SPD-Gesundheitsexperte Karl Lauterbach warf der Regierung vor, die Diagnose zum Tabu zu erklären und deswegen keine Therapie vorzulegen, "denn ohne die massenhafte, nicht indizierte Antibiotikaabgabe würde die Massentierhaltung nicht funktionieren", erklärte er. Das habe zur Folge, dass momentan mehr Antibiotika ihre Wirkung verlören als auf den Markt kämen. Sich daraus entwickelnde Resistenzen seien für den Menschen gefährlich, weil im Falle einer Infektion die Wirkstoffe nicht mehr helfen. Christel Happach-Kasan (FDP) zeigte sich besorgt, dass die Opposition das Thema dramatisiere und damit der Landwirtschaft schade: "Resistenzen werden gebildet, weil in der Humanmedizin nicht sorgfältig genug mit Antibiotika umgegangen wird", sagte sie.

Gleichzeitig warf sie Lauterbach vor, die Landwirte zu beschuldigen, statt Lösungen in der Humanmedizin anzubieten. Die Ursache von Problemen bei Lebensmitteln sieht die Biologin in der Führung der Betriebe: "Wir brauchen ein besseres Hygienemanagement", forderte sie.

Verhindern statt heilen

Auch die Linksfraktion sprach sich dafür aus, Krankheiten bei Tieren zu verhindern anstatt sie zu behandeln. "Wir brauchen Haltungsbedingungen, die die Tiere gesund halten", sagte Kirsten Tackmann. Sie forderte eine bessere Ausbildung und Bezahlung des eingesetzten Personals in den Ställen.

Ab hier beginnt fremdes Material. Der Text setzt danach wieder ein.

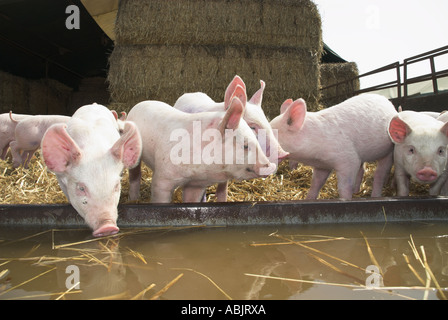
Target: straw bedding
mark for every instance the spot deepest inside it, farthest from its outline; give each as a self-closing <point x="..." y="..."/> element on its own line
<point x="38" y="186"/>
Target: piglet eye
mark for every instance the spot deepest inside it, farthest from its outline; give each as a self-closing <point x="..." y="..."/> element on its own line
<point x="81" y="189"/>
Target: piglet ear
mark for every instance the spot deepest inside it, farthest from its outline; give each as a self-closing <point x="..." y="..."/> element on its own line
<point x="398" y="129"/>
<point x="285" y="105"/>
<point x="233" y="116"/>
<point x="128" y="148"/>
<point x="239" y="93"/>
<point x="59" y="150"/>
<point x="257" y="98"/>
<point x="230" y="91"/>
<point x="295" y="114"/>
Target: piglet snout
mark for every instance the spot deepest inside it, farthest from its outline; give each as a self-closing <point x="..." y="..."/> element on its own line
<point x="427" y="174"/>
<point x="106" y="228"/>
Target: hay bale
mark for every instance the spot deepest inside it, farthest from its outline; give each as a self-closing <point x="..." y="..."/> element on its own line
<point x="166" y="48"/>
<point x="292" y="23"/>
<point x="332" y="73"/>
<point x="164" y="73"/>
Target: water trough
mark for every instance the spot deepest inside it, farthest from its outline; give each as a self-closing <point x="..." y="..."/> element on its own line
<point x="240" y="213"/>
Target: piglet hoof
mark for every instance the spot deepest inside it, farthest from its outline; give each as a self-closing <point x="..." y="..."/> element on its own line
<point x="106" y="229"/>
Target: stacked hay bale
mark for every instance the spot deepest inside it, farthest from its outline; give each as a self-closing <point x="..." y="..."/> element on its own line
<point x="332" y="73"/>
<point x="166" y="48"/>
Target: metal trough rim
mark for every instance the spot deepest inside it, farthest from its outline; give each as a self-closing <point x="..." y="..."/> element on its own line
<point x="364" y="210"/>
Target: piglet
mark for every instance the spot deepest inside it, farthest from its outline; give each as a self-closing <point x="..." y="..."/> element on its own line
<point x="28" y="136"/>
<point x="88" y="156"/>
<point x="420" y="150"/>
<point x="254" y="116"/>
<point x="196" y="150"/>
<point x="8" y="123"/>
<point x="342" y="138"/>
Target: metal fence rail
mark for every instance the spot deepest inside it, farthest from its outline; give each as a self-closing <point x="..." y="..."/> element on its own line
<point x="401" y="86"/>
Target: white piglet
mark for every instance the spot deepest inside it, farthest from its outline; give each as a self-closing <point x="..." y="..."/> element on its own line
<point x="28" y="136"/>
<point x="254" y="116"/>
<point x="339" y="138"/>
<point x="194" y="151"/>
<point x="420" y="150"/>
<point x="88" y="156"/>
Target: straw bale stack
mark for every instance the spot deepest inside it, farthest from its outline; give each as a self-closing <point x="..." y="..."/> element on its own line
<point x="332" y="73"/>
<point x="166" y="48"/>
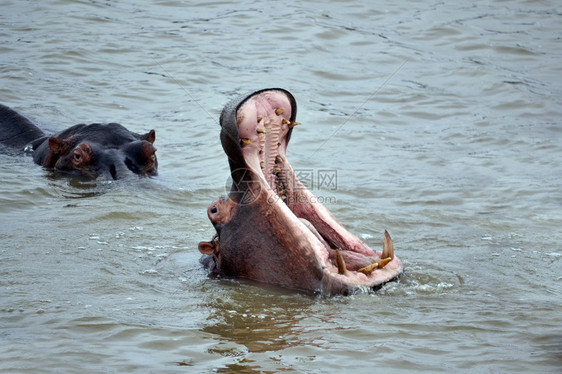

Dieter Stier (CDU/CSU) konnte die von den Grünen ausgemachte Lebensmittelkrise nicht erkennen. Alle wären sich einig, "dass der Antibiotikaeinsatz in der Tierhaltung weiter reduziert werden muss", sagte er. Das gehe nur durch konsequente Kontrollen: "Dazu müssen den Bundesländern auch zusätzliche Möglichkeiten gewährt werden", forderte Stier und begrüßte die geplante Verschärfung des Arzneimittelgesetzes. Die richtige Anwendung der Mittel hänge aber auch von der Sachkunde der Landwirte ab. Sie müsse gefördert werden.

Stier möchte daher den Tierärzten ins Stammbuch schreiben, in Zukunft durch eine restriktivere Verschreibungspraxis mehr Verantwortung beim Medikamenteneinsatz zu übernehmen: "Nur so können Tiere wirksam behandelt werden."